【質問7】仕事をする上での愛用品はなんですか?

【回答】仕事だけではありませんが、眼鏡は必需品です

 一つ目の会社を辞めた時の退職金を使って、レーシック手術をしたんです。視力が回復したら「世界はこんなにまぶしかったのか!」と思うほど直射日光がこたえるようになり、外出時にはサングラスが欠かせません。普段かけている眼鏡はすべて、度なしの調光レンズ入りです。

 少し派手なデザインの眼鏡は華やかなアクセサリーの代わりになる。新刊の「タダほど高いおしゃべりはない」という章に書いた通り、個性的な眼鏡をかけていると、道端でいきなり知らない人から褒められたりするので気分もいいです。英語が苦手な私にとっては、いい会話のきっかけにもなりますし、嫌なことをはっきりNoと言うときの、防御壁のようにもなる。新しい環境で暮らす中で、眼鏡に「キャラ立ち」を助けてもらっていると思います。

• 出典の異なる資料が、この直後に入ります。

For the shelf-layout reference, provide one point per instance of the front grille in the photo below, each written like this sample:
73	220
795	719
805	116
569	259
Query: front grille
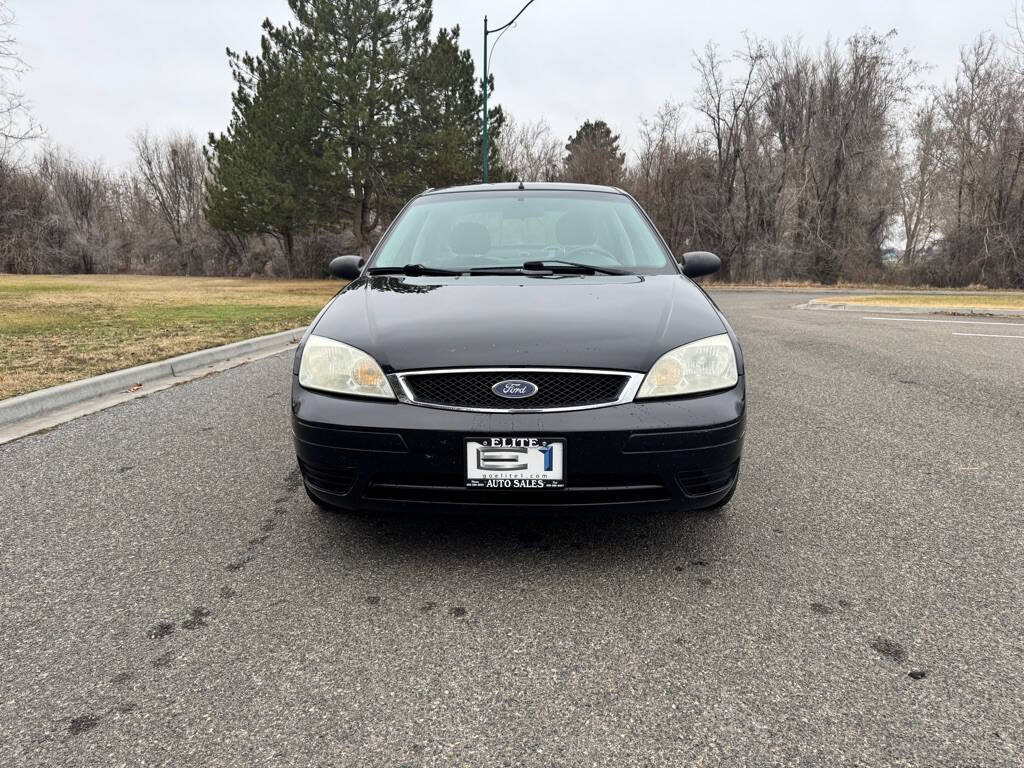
471	389
338	480
582	491
706	481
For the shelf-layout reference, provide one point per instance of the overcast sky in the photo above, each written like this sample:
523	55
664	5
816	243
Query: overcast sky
103	69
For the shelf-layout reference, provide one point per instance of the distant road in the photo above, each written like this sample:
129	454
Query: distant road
171	597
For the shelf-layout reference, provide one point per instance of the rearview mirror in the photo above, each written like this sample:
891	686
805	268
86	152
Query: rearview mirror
699	263
346	267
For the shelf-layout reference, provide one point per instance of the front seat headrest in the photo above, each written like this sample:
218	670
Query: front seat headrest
576	228
470	239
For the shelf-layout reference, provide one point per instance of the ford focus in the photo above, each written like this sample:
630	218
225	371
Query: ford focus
523	345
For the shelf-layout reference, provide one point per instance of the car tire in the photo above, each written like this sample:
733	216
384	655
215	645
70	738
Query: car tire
321	505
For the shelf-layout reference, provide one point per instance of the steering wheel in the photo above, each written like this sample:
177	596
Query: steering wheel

「少し派手なデザインの眼鏡は華やかなアクセサリーの代わりになる」と岡田さん
「少し派手なデザインの眼鏡は華やかなアクセサリーの代わりになる」と岡田さん

【質問8】影響を受けた本はありますか?

【回答】「にほんご」(安野光雅 大岡信 谷川俊太郎 松居直 編/福音館書店)と「『日本人』をやめられますか」(杉本良夫/朝日文庫)です

 「にほんご」は、安野光雅や谷川俊太郎らが作った新しい国語の「教科書」で、多大な影響を受けました。言葉とビジュアルを組み合わせ、あの手この手で「日本語」という一つの概念を知る面白さを伝えています。書き手として、編集者として、またデザイナーとしても、「こんな本を作りたい」と思うお手本の一つですね。

 「『日本人』をやめられますか」は、オーストラリア在住の社会学者である杉本良夫さんが、現代日本を考察した本です。高校時代に読んで強く印象に残りました。当時は自分が海外で暮らすとは思っていませんでしたが、この本を通して、海外に暮らしながら日本とつながりを持つ感覚を想像できていたのだと思います。古い本ですが、現代社会につきまとう排他的ナショナリズムの傾向に触れるたびに思い返します。

 自国の文化を考えたり、母国語でものを書いたりするときは、少し距離を置いたほうがうまくいくんです。旅行でも留学でもいいのですが、海外に行くと、日本国内にいて、日本人同士でコミュニケーションを取るのとは全く違う環境に身を置くことになります。そうすると、「日本だけがすべてではない」と実感するんですよね。日本を離れている時のほうが「日本って何だろう」と強く考えるようになります。